小田急好調 複々線化3カ月 乗降客が増加

 小田急電鉄(東京都新宿区)の上下線を2本ずつとする「複々線」が完成し、新ダイヤでの運転が始まって16日で3カ月。小田急線の4月の1日平均乗降人員は前年同月比0・9%増を記録するなど、滑り出しは好調だ。ピーク時の列車の増発や、混雑緩和の効果が表れ始めている。

 「小田急は混んでいて遅いという負のイメージがあったが、快適、便利、スピーディーとイメージ転換した。新しい小田急のスタートだ」。5月下旬、「長期ビジョン2020」などの説明会で、星野晃司社長は「悲願」の複々線化をこう評価した。

 17年度の鉄道輸送人員は前年度比0・8%増だったが、18年度は2・4%増を見込む。鉄道利用客は約1千820万人もアップする計算だ。

 神奈川県内主要駅の4月の1日平均乗降人員は、海老名が前年同月比2・3%増。うち通勤定期は1・6%増だった。新しく快速急行が止まることで新宿までの所要時間が最大9分も短縮した登戸は、定期外が5・1%増と引っ張り、全体は1・4%増。東京都内では新宿が2・0%増を記録した。
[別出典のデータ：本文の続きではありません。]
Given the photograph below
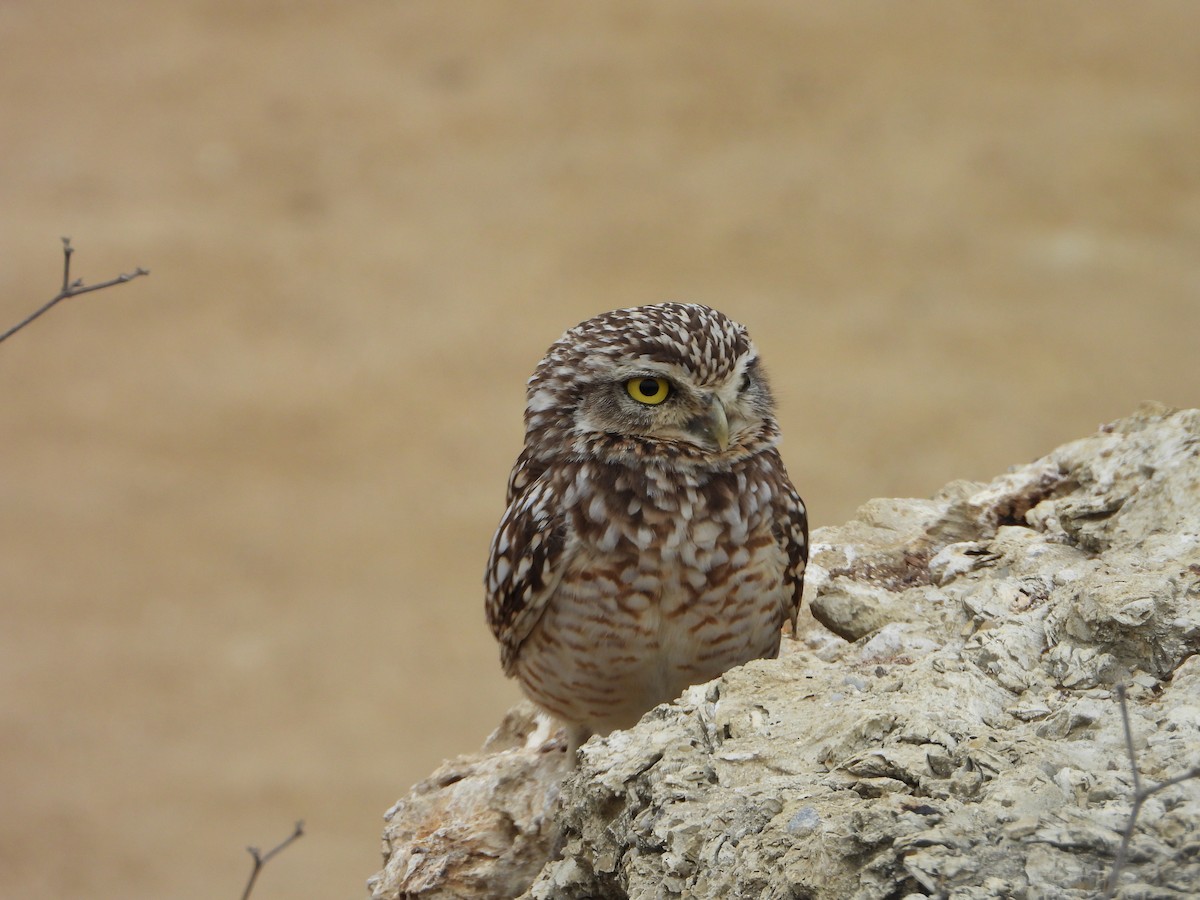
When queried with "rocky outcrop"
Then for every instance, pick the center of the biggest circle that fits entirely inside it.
(951, 729)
 全線平均だと通勤定期は0・9%増と微増だったものの、定期外は1・6%増と大きく伸びた。星野社長は「(通勤)定期は使っていないが、お出かけの時などお試しで乗る人が多いのでは。小田急は良かった、じゃあ通勤でも(乗る)、という動きが出てくるのではないか」と分析。定期利用の拡大を期待する。
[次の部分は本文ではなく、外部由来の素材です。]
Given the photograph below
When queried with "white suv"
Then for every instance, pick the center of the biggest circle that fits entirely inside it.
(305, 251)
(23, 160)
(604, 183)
 同社の長期ビジョン2020では、複々線効果による鉄道利用客の増加などを見込んで、20年度に運輸業の「50億円程度プラスアルファの増収」を予想している。

 今後は、引退が決まっている特急ロマンスカー・LSE(7000形)の臨時運行など営業企画を強化するほか、通勤ラッシュ時の分散乗車を促すなどして快適な乗車環境づくりを進める。小田急の担当者は「複々線の効果を分かりやすくPRしていきたい」と話している。